COLLECT STATISTICS (QCD Form) - Teradata Database

SQL Data Manipulation Language

Product
Teradata Database
Release Number
15.00
Language
English (United States)
Last Update
2018-09-28
dita:id
B035-1146
lifecycle
previous
Product Category
Teradata® Database

COLLECT STATISTICS (QCD Form)

Purpose  

Collects demographic data for one or more columns and indexes of a table, computes a statistical profile of the collected data, and stores the synopsis in the TableStatistics table of the specified QCD database.

Statistics collected by this statement are used for index analysis and validation tasks performed by various database query analysis tools: they are not used by the Optimizer to process queries. For information on COLLECT STATISTICS (Optimizer Form), see SQL Data Definition Language Syntax and Examples and SQL Data Definition Language Detailed Topics.

Syntax  

where:

 

Syntax Element …

Specifies …

FOR SAMPLE percentage

FOR SAMPLE percentage PERCENT

the percentage of table rows to be sampled to build the statistics for the specified column and index sets. The percentage value must be less than 100.

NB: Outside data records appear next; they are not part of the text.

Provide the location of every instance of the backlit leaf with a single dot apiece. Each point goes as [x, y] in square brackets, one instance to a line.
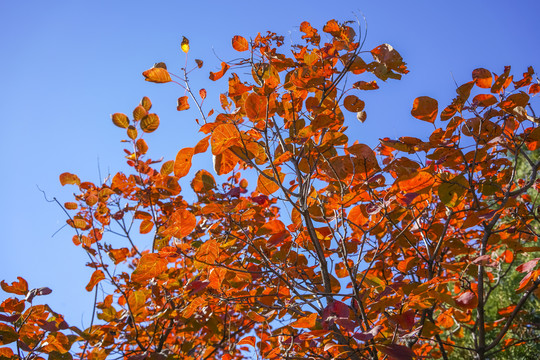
[482, 78]
[167, 167]
[157, 75]
[217, 75]
[146, 226]
[305, 322]
[184, 45]
[71, 179]
[223, 137]
[467, 300]
[150, 266]
[19, 287]
[182, 103]
[239, 43]
[7, 334]
[182, 163]
[528, 266]
[415, 182]
[146, 103]
[96, 277]
[182, 223]
[203, 181]
[132, 132]
[485, 100]
[202, 94]
[120, 120]
[425, 108]
[149, 123]
[365, 85]
[256, 106]
[353, 104]
[265, 183]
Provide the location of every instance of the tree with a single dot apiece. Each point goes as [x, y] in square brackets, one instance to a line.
[338, 251]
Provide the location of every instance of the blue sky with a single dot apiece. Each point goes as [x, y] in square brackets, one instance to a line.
[67, 65]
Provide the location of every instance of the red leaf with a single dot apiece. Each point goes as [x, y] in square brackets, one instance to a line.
[182, 163]
[239, 43]
[482, 78]
[306, 321]
[157, 75]
[97, 276]
[425, 108]
[255, 106]
[365, 85]
[397, 352]
[17, 287]
[67, 178]
[182, 103]
[223, 137]
[528, 266]
[202, 94]
[219, 74]
[366, 336]
[467, 300]
[150, 266]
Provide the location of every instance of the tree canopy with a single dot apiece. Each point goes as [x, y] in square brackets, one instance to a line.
[307, 243]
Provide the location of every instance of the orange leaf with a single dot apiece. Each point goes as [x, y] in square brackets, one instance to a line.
[142, 146]
[157, 75]
[216, 277]
[150, 266]
[182, 103]
[139, 112]
[146, 103]
[201, 146]
[364, 85]
[306, 321]
[223, 137]
[255, 107]
[167, 167]
[70, 205]
[146, 226]
[219, 74]
[184, 45]
[132, 132]
[149, 123]
[467, 300]
[353, 104]
[501, 82]
[425, 108]
[208, 252]
[239, 43]
[96, 277]
[415, 182]
[17, 287]
[485, 100]
[267, 186]
[203, 181]
[67, 178]
[482, 78]
[182, 163]
[247, 340]
[202, 94]
[120, 120]
[182, 223]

For example, if you specify a value of 5, then 5 percent of the rows for table_name on each AMP are read to collect their statistics.

This option is not recognized for single‑column statistics requests for the PARTITION column of a row-partitioned table. The system automatically increases the percentage to 100.

Note that the restriction for COLLECT STATISTICS (Optimizer Form) on using sampling with columns of a row-partitioned table that are also members of the partitioning expression for that table do not apply to COLLECT STATISTICS (QCD Form).

PERCENT is an optional keyword to indicate that the value specified for percentage is a percentage.

INTO QCD_name

the name of the QCD database into which the collected sampled statistics are to be written.

The sampled statistics are written to the TableStatistics table of the specified QCD database.

SET QUERY query_ID

a value inserted into QCD.TableStatistics.QueryId.

Each unique composite of query_ID and statistics_ID enables you to store a separate set of statistics in QCD.TableStatistics for a given column or index.

The default value is 0.

SAMPLEID statistics_ID

a value to be inserted into QCD.TableStatistics.StatisticsId.

Each unique composite of query_ID and statistics_ID enables you to store a separate set of statistics in QCD.TableStatistics for a given column or index.

The default value is 1.

UPDATE MODIFIED

that you want to store modified statistics stored in QCD.TableStatistics.ModifiedStats.

If you do not specify the UPDATE MODIFIED option, the system stores unmodified statistics in QCD.TableStatistics.StatisticsInfo.

database_name

user_name

the name of the containing database or user for table_name if different from the current database or user.

table_name

the name of the table for which the specified column and index sampled statistics and sample size are to be collected.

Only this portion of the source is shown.